Last week, we received a press invite to the New Orleans’ red carpet premiere of The Expendables, the Sylvester Stallone-penned/directed action film shot around here. The invite listed retired wrestler Steve Austin as one of the few actors who might be present, though as of the day of the event, no actor had confirmed his presence, least of all Stallone or any of the stars. Guess we’re not quite Hollywood South yet, though the industry’s clearly growing. We’re good enough to double for Memphis; TNT’s series Memphis Beat starring Jason Lee is shot in the Crescent City.
As for The Expendables, Anthony Lane dismissed it in two entertainingly withering paragraphs in The New Yorker:
Where is Jean-Claude Van Damme? If I go to see a movie called “The Expendables,” which already features Sylvester Stallone, Bruce Willis, Mickey Rourke, Dolph Lundgren, and Arnold Schwarzenegger, I expect a place to be found, amid this noble array of thinkers, for the cuboid Belgian. Or how about that vast, immovable block of dough, with two tiny currants for eyes embedded near the top, that goes by the name of Steven Seagal?
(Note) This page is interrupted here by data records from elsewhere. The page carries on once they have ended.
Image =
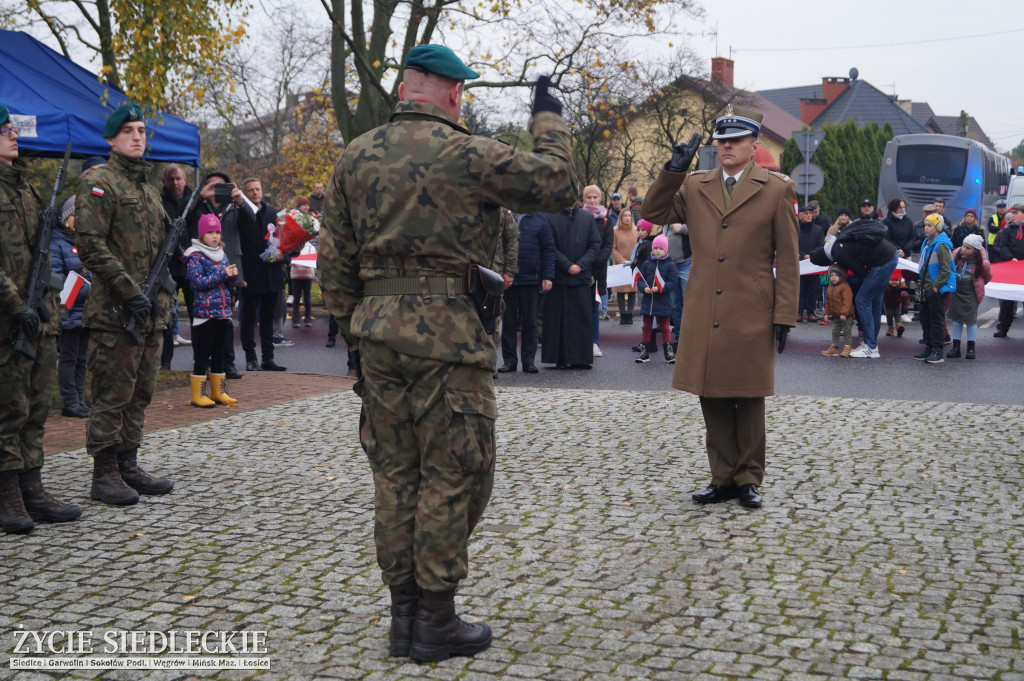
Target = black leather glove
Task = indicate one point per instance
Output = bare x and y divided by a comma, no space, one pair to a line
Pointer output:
544,100
139,307
781,333
682,155
28,323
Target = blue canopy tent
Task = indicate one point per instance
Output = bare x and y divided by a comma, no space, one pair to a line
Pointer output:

Maybe they read the script. The Expendables is savage yet inert, and breathtakingly sleazy in its lack of imagination. Stallone, who co-wrote the movie with Dave Callaham, is also listed as the director, but since he appears to be having trouble, in the autumn of his years, getting his eyelids and lower lip to act in consort with the rest of him, I’m hardly surprised that he had no energy left over to command the film. He plays one of a swarm of mercenaries who are hired to liberate a tropical island, which is suffering at the mercy of a C.I.A. smoothie turned rotten—and played, as logic demands, by Eric Roberts. You might expect, given the title, a few shafts of irony or pathos to be levelled at this symposium of has-beens, but The Expendables is not fit to touch the holster of The Wild Bunch, and Stallone seems genuinely to believe that he is dealing in still-cans. To this end, he pals up with a younger lump, Jason Statham, for the most incendiary scenes; each of them saves a woman in distress, but both concur, in the end, that they get along just fine together as they are, damsel-free. Steady, guys. People will say you’re in love.